O AUTO DO AUTO
- “Isso eu sei fazer”, era a sua
frase predileta.
Mais observador que uma coruja,
desde pequeno ele aprendia a fazer coisas complicadas, que exigiam notável
habilidade manual, apenas olhando os outros fazendo.
Nunca comprou casinha para os
seus cães. Construiu todas desde os 8 anos de idade.
Abriu despertadores, apenas para
saber o que continham.
Se gostasse de um brinquedo,
fazia um igual. Ou quase.
Tinha evidentes habilidades em
marcenaria, encanamento, pintura, física nuclear, raspagem de paredes,
machetaria, mosaico, acupuntura, mecatrônica, bordado e chilreado. Sem contar
centenas de outras.
Aos 15 comprou uma maquininha de
barbeiro e aprendeu a cortar seu próprio cabelo.

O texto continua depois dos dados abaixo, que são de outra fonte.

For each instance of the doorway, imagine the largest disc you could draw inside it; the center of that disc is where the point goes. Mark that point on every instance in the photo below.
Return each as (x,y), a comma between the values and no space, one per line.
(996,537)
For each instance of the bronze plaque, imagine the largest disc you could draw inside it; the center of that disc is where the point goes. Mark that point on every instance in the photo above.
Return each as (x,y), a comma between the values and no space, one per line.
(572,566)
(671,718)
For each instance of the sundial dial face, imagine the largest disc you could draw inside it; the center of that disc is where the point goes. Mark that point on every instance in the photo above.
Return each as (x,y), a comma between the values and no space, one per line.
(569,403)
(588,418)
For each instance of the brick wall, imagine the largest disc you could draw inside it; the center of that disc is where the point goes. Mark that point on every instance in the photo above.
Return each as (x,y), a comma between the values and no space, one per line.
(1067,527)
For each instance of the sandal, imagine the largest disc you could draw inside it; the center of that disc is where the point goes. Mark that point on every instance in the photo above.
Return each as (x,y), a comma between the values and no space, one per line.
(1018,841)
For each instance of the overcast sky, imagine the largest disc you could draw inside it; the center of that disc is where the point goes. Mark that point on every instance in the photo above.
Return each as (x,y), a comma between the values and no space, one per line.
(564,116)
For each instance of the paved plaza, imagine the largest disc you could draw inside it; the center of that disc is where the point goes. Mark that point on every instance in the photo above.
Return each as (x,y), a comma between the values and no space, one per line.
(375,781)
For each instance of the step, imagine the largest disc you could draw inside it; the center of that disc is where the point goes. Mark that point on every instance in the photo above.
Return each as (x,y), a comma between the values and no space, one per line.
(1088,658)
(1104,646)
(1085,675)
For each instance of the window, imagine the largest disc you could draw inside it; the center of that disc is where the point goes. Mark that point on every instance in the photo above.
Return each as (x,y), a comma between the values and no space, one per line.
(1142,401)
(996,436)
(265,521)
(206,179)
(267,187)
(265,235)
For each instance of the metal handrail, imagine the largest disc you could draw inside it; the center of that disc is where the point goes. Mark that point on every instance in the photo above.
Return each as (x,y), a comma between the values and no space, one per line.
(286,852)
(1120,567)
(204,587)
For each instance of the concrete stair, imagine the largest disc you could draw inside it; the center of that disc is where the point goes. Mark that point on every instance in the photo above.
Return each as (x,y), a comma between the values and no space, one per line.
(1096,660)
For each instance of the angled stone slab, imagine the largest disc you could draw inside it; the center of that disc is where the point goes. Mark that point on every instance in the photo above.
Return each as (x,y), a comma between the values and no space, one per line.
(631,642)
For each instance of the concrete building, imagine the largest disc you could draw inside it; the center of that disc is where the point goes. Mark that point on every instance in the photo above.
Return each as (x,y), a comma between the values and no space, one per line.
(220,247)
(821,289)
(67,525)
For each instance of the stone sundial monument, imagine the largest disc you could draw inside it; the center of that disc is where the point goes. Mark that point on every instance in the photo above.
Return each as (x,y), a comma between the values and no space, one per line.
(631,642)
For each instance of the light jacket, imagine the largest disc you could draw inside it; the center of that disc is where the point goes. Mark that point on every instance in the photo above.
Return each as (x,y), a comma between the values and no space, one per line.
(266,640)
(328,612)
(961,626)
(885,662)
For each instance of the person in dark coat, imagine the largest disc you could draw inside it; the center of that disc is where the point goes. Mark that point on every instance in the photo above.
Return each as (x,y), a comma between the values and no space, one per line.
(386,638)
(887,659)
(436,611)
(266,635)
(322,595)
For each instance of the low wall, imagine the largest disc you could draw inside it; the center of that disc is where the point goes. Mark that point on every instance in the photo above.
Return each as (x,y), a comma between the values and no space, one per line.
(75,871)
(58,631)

Odiava depender de quem quer que
fosse. Era um autodidata, um autossuficiente de carteirinha e gostava de se
apresentar como um Especialista em Generalidades. Até
de pagar por serviços tinha ogeriza. – “Se eu posso aprender a fazer ou
consertar, vou pagar por que?” – dizia.
Tocava cavaquinho, violão e
pandeiro sem nunca ter freqüentado uma aula de música. Aprendeu inglês indo ao
cinema e evitando as legendas.
Sua extensa plêiade de
habilidades fizeram com que se desse bem na vida. Principalmente por ser um
profissional eclético, um executor geral, um “topatudopordinheiro”. Se não
sabia ia procurar aprender.
Seu santo de devoção era o São
Google.
Era um vizinho boa praça, meio
que “faztudo” do prédio. Daqueles que consertam torneiras, instalam chuveiros e
computadores para senhoras aposentadas entrarem no facebook.
Conversava com muitas mulheres,
longamente. O fato é que elas nunca estavam presentes na conversa. Inventava
longos papos e falava animadamente com pessoas fictícias, em situações mais
fictícias ainda. Até na rua falava sozinho.
Quando precisava falar com pessoas
reais, travava.
Teve algumas poucas namoradas que
logo o abandonaram em razão de sua introspecção. – “Ele vive num mundinho
fechado” é o que diziam, sem compreender a vastidão de seu universo interior.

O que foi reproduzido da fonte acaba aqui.